By Lindsay Steele
The Catholic Messenger
SOLON — Jesus took time to notice the usually unnoticeable — the sick, the blind, the marginalized and those who were outside the community because of sin, illness and their work or life circumstance.
Taking time to notice is the foundation of hospitality. That’s what Catholic Christians are called to do, said Jane Angha, the Wisconsin-based founder of Ministry Blueprints. She shared these and other insights with participants of a diocesan hospitality workshop Oct. 10 at St. Mary Parish in Solon.
She acknowledged a “cultural shift” attributed to religion being less important, especially for young people. “You have seen it and felt it as a religious educator, volunteer or ministry leader.” People are slow to join a church today, don’t feel obligated to marry in the church, and Mass attendance is at an all-time low,” she said.
However, human nature has not changed. People look for a place to belong and for companions who genuinely care about them. “The thing that attracted people in the early church was that they loved each other and it showed,” she said. “That’s the kind of challenge and audacity that people are looking for today. We are emulating Jesus. He did that to the end, the ultimate end.”
As part of her research on parish hospitality, Angha has “secret shopped” parishes and made notes on what she observes. Parish members are generally friendly to each other, but sometimes she feels invisible because no one says hello or offers assistance. People “want to be welcomed from the start,” she said.
The first contact points are key, she said. Often times they are ushers, greeters, administrative staff and volunteers. Especially when most people are opting out of church participation, it “takes a lot” for outsiders to come in. “These are really tender moments where we have to be kind. Put yourself in their shoes!”
Someone who feels welcome is much more likely to return. “Hospitality is the thing that makes all other things possible,” Angha said.
One way parishes can express hospitality is by engaging members and guests in volunteer roles, such as ushering, singing or helping with activities. Participants identified a challenge to this suggestion: people who have been in a certain role for a long time may not want to change.
Angha replied, “We think we’re a well-oiled machine and that we’ve got it down. That’s not really what our ministry should be about. … We want a place to belong, but that needs to be widened.”
Hospitality should serve as a gateway to an encounter with Christ, which extends beyond church walls, she said. “We are creating a space for that to happen. … You can do it at a grocery store, at a soccer game or at work.”
Angha also emphasized the importance of opening one’s house and sharing a meal.
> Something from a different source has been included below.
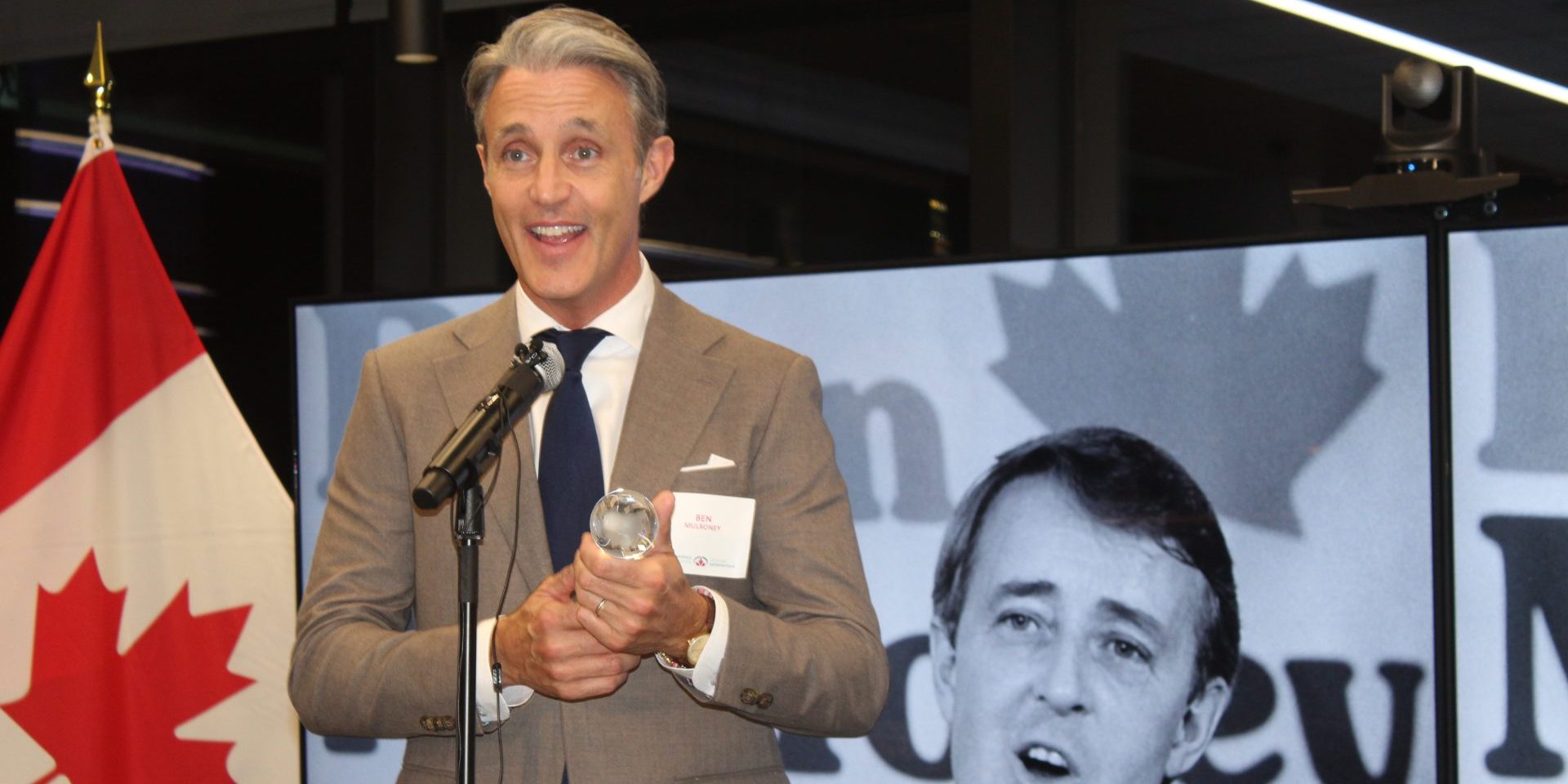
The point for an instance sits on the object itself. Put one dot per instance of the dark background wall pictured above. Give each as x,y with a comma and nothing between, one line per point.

This may seem daunting but builds a sense of community and shows people that you care. Small, homemade touches can help make a dinner special while keeping it affordable; during the workshop, she led the group in making centerpieces out of paper bags.
Christine Wissink, director of outreach and education for Newman Catholic Student Center at the University of Iowa in Iowa City, appreciated the speaker’s comments about expressing hospitality outwardly, not just inwardly.
“It is good to take time to reflect on what it is like to enter church from the outside, and not just to be comfortable in an insider’s perspective. She was particularly interested in the stories the presenter told about being a ‘secret shopper’ in parishes in her diocese. “As an outsider, she witnessed how joyful and welcoming parishioners were to each other at Mass but not necessarily to visitors. We need to always be aware of, and warmly welcome, the strangers in our midst. Jesus noticed those on the fringes and so must we. Get out of your comfort zone and welcome the stranger.”
Mary Ann Messer from St. Alphonsus Parish in Mount Pleasant appreciated Angha’s message that paying attention to who you are working with and showing interest in their lives can create a welcoming environment.
Pat Sheil, director of religious education and youth minister at St. Joseph Parish in DeWitt, said she enjoyed the workshop, especially the reminder that everyone is responsible for making a newcomer feel welcome. “We (may) be the first contact a visitor might have in our parish. To greet people with a smile and a welcoming presence may just be the kind of reminder we all need that God’s house is a joyful place.”